У Тициана Василий Иванович любил «Положение во гроб» и портреты. Он наслаждался, рассматривая, как выписаны нос или ухо. Нравился ему и Делакруа. Внимание его всегда задерживалось на «Смерти Сарданапала» и «Женщине из Марокко».

Вечерами они ходили в студию д'Англада, куда любой человек мог зайти с улицы и, уплатив 50 сантимов, весь вечер рисовать обнаженных натурщиков. Василий Иванович каждый вечер сидел там, с увлечением тренируясь в рисунке, с интересом поглядывая на посетителей студии, часто самых различных национальностей. Сурикова восхищала эта атмосфера свободы, отвлеченности и высокой культуры, царившая в парижских студиях.

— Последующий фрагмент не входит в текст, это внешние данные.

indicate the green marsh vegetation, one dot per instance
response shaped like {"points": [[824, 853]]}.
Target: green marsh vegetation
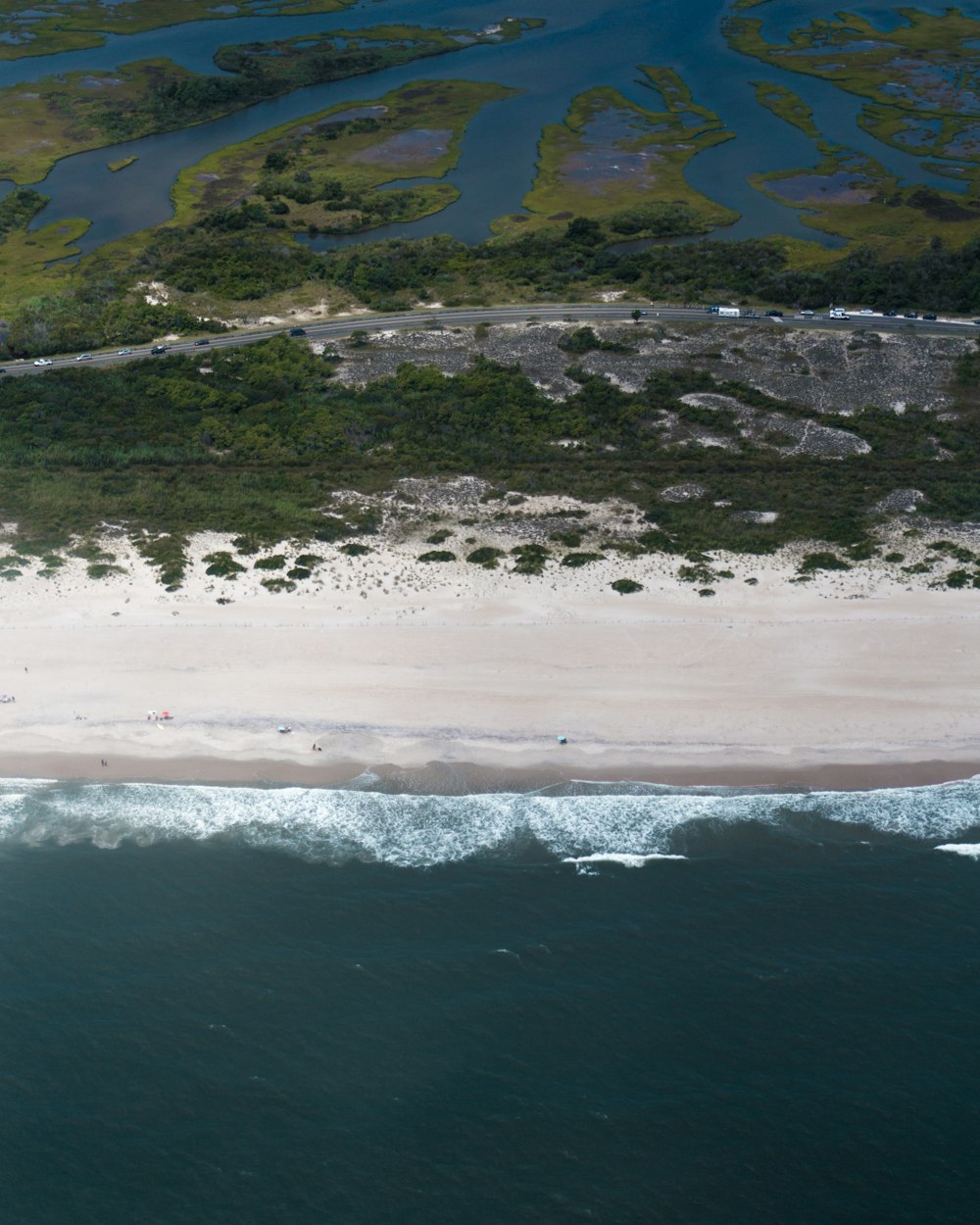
{"points": [[920, 79], [613, 161], [72, 112], [260, 446], [48, 25], [852, 195], [787, 106]]}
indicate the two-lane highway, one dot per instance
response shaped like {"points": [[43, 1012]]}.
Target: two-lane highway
{"points": [[468, 317]]}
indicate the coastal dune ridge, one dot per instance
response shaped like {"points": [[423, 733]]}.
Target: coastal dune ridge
{"points": [[576, 824], [456, 679]]}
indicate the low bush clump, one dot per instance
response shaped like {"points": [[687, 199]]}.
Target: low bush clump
{"points": [[223, 564], [530, 559], [486, 558], [813, 562]]}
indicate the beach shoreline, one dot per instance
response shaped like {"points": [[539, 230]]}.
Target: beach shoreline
{"points": [[468, 778], [452, 677]]}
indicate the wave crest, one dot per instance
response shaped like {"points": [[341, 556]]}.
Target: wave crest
{"points": [[632, 823]]}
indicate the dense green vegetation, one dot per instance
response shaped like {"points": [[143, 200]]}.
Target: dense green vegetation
{"points": [[258, 445], [256, 260]]}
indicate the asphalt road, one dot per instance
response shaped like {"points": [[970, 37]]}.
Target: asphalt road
{"points": [[568, 313]]}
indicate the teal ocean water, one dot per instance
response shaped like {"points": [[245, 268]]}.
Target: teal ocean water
{"points": [[615, 1004]]}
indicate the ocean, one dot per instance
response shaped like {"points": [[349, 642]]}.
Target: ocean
{"points": [[599, 1003]]}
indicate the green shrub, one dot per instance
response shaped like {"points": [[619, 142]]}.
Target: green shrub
{"points": [[569, 539], [221, 564], [486, 558], [530, 559], [813, 562]]}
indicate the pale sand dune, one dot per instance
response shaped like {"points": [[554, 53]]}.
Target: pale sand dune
{"points": [[386, 662]]}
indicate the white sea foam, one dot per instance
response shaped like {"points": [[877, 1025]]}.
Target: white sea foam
{"points": [[625, 860], [970, 849], [589, 826]]}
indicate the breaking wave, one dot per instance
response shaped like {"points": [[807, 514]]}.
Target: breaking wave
{"points": [[628, 823]]}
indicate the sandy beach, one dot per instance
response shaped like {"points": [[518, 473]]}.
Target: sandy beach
{"points": [[848, 680]]}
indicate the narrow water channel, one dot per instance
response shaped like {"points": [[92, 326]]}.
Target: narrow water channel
{"points": [[583, 43]]}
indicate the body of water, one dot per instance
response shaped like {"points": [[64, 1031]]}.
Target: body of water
{"points": [[611, 1004], [584, 43]]}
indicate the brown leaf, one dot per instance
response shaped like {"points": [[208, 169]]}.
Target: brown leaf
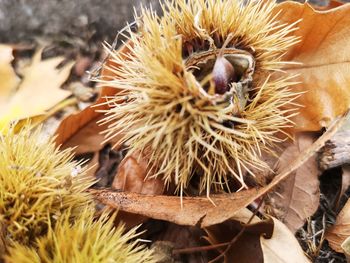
{"points": [[337, 234], [345, 184], [87, 139], [282, 247], [196, 211], [247, 247], [75, 122], [324, 53], [132, 177], [8, 77], [264, 241], [297, 198]]}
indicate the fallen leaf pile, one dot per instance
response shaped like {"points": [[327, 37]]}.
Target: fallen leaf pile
{"points": [[252, 225]]}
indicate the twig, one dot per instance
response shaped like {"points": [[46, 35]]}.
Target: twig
{"points": [[234, 240]]}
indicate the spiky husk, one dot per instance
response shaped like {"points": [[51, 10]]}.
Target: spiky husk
{"points": [[163, 110], [83, 240], [37, 183]]}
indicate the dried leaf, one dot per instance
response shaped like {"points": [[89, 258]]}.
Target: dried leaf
{"points": [[8, 77], [324, 53], [297, 198], [39, 90], [337, 234], [87, 139], [264, 241], [132, 177], [346, 248], [196, 211], [247, 246], [200, 211], [73, 123], [282, 247]]}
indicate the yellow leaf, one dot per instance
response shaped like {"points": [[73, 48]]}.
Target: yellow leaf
{"points": [[39, 90]]}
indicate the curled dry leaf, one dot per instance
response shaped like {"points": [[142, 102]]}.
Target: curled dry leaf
{"points": [[337, 234], [8, 77], [132, 177], [75, 122], [297, 198], [324, 72], [282, 247], [39, 90], [264, 241], [247, 247], [200, 211], [312, 117]]}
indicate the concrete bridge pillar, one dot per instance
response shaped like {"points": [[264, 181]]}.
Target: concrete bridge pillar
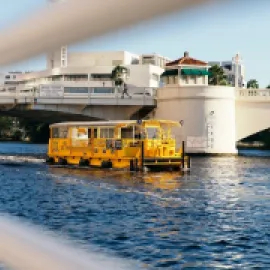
{"points": [[207, 114]]}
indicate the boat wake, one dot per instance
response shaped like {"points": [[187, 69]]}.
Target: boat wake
{"points": [[16, 160]]}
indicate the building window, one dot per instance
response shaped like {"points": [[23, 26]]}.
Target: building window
{"points": [[171, 79], [185, 79], [117, 62], [103, 90], [148, 60], [77, 77], [155, 77], [135, 61], [57, 78], [76, 90], [101, 77], [106, 133]]}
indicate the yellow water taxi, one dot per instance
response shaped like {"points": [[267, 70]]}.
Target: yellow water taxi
{"points": [[133, 145]]}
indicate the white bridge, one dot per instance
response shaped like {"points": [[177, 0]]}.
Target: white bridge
{"points": [[53, 106], [251, 106], [252, 111]]}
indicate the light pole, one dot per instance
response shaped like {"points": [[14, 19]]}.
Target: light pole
{"points": [[236, 60]]}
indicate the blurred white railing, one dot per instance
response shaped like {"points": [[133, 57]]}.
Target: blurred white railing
{"points": [[253, 94], [25, 247]]}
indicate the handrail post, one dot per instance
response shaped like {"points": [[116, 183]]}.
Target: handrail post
{"points": [[183, 154], [142, 155]]}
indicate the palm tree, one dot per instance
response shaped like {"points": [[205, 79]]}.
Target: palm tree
{"points": [[217, 76], [118, 75], [253, 84]]}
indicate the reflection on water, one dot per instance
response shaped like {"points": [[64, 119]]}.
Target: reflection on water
{"points": [[216, 217], [163, 180]]}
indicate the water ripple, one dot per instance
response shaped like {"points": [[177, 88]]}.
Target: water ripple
{"points": [[216, 217]]}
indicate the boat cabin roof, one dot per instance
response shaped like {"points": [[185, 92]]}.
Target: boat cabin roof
{"points": [[115, 123]]}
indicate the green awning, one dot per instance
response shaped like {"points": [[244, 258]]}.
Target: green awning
{"points": [[186, 71], [170, 72], [195, 72]]}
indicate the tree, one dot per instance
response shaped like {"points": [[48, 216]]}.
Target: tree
{"points": [[253, 84], [217, 76], [118, 75], [6, 125]]}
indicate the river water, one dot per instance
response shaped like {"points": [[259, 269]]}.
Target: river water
{"points": [[215, 217]]}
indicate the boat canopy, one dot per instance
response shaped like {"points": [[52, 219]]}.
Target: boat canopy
{"points": [[116, 123]]}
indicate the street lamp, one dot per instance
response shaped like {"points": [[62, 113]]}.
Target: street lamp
{"points": [[236, 60]]}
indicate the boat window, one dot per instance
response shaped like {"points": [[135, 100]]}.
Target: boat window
{"points": [[106, 133], [95, 133], [127, 133], [152, 132], [60, 133]]}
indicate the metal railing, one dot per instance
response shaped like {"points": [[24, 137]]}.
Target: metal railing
{"points": [[255, 94], [79, 92]]}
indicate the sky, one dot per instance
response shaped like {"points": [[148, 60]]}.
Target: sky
{"points": [[210, 33]]}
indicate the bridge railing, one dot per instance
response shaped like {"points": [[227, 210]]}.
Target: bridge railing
{"points": [[253, 94], [80, 92]]}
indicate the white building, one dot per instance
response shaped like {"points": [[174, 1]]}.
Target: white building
{"points": [[229, 68], [78, 72], [207, 113]]}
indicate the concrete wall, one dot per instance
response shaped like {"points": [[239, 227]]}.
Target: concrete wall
{"points": [[251, 117], [87, 59], [208, 115]]}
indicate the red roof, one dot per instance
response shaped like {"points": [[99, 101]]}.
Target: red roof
{"points": [[186, 60]]}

К лету дедушка с отцом задумали поехать вдвоем в Испанию. Решили отправиться налегке. И вот впервые в жизни отец оставил нас с мамой одних в Арле, а сам уехал с Василием Ивановичем в путешествие по Испании. Впоследствии Петр Петрович записал все события этого путешествия, и мне ничего не остается, как предоставить читателю его записки:

«Мы взяли места в вагоне первого класса и с комфортом проехали Францию до границ Испании. Поезд подошел к первой испанской станции Порбу. И сразу же пейзаж резко изменился. Перед нашими глазами выросли темные, суровые горы, озеро, к скалам лепились домишки. На станции замелькали интересные типы людей. Оба мы с Василием Ивановичем почувствовали, что в мягком, удобном вагоне, в обществе вялых, холодных англичан нам не усидеть. И тут же в Порбу мы вылезли и пересели в вагон третьего класса — «пуэбло», вагон для простонародья. Сиденья здесь располагались по стенкам, а вся середина была пустой, пассажиры горой наваливали сюда свой багаж — узлы, корзины, тюки.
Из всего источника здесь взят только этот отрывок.